不祥事をバネに立ち直る企業も多いが… 

日本郵便が起こした不祥事は、全特にとって都合がよかったようにも見える。

今年6月の株主総会で日本郵政トップの首がすげ替わることになったからだ。総会では、増田寛也氏がトップを退任し、後任として日本郵便の根岸一行常務執行役員が就任する予定。

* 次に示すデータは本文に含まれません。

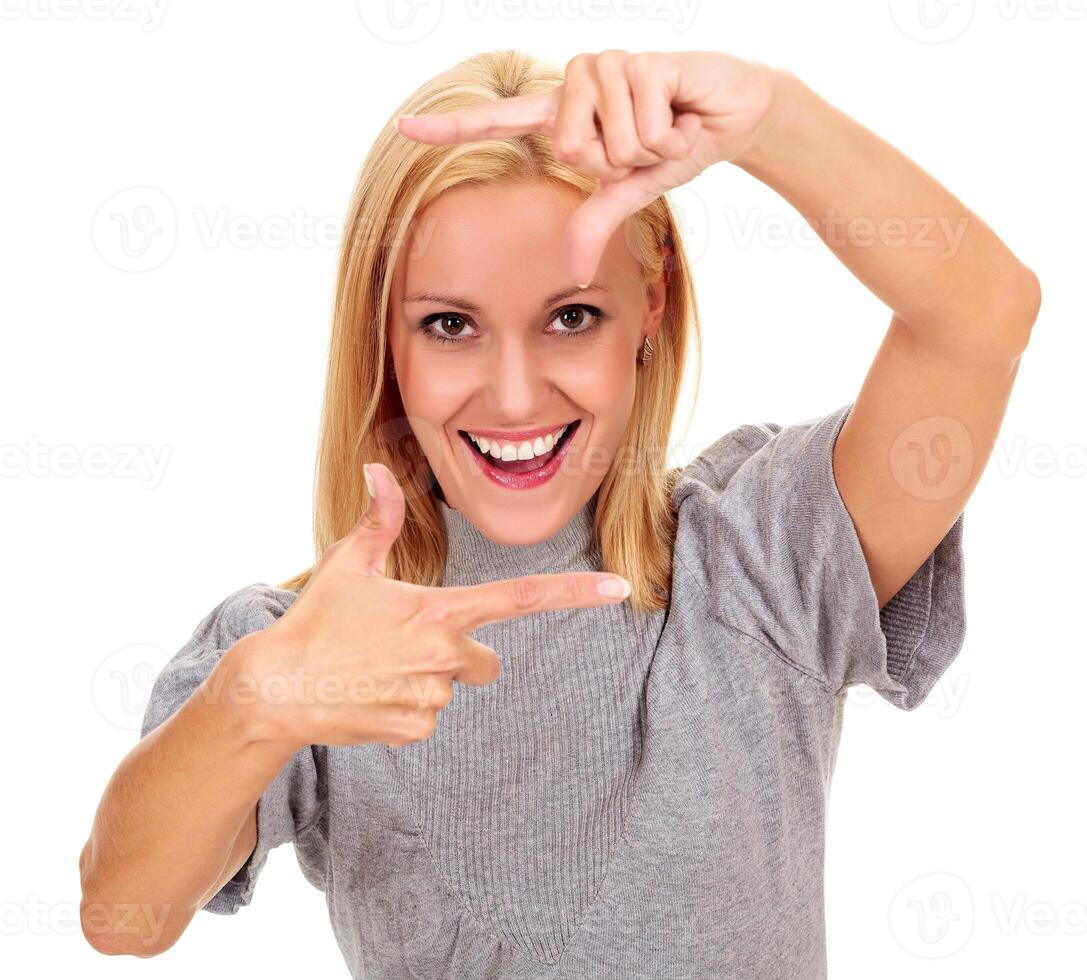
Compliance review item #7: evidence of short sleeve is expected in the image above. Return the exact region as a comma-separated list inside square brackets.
[674, 402, 966, 711]
[140, 583, 324, 915]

根岸氏は1994年に旧郵政省に入省した元郵政官僚。全特のような特殊な組織を知り尽くしているだろう。増田氏は郵便局の統廃合に言及し、全特から猛反発を食らった過去がある。元郵政官僚の根岸氏が大胆な経営改革に着手するとは考えづらい。しかも、右腕となる日本郵便の社長も元郵政官僚の小池信也氏の就任が予定されているのだ。

ことなかれ主義の官業回帰が見え隠れする。

巨大企業が不祥事を機に生まれ変わることは珍しくない。期限切れ鶏肉偽装が発覚した「マクドナルド」や、集団食中毒が発生した「雪印」がそうだった。逆境をバネに今では強いブランドに生まれ変わっている。

日本郵政は民営化を果たしたにもかかわらず、信頼回復の途上で与党から支援策が打ち出されるという不可思議な企業だ。郵便局のネットワークを維持することの是非を、真剣に議論する時期が訪れているように見える。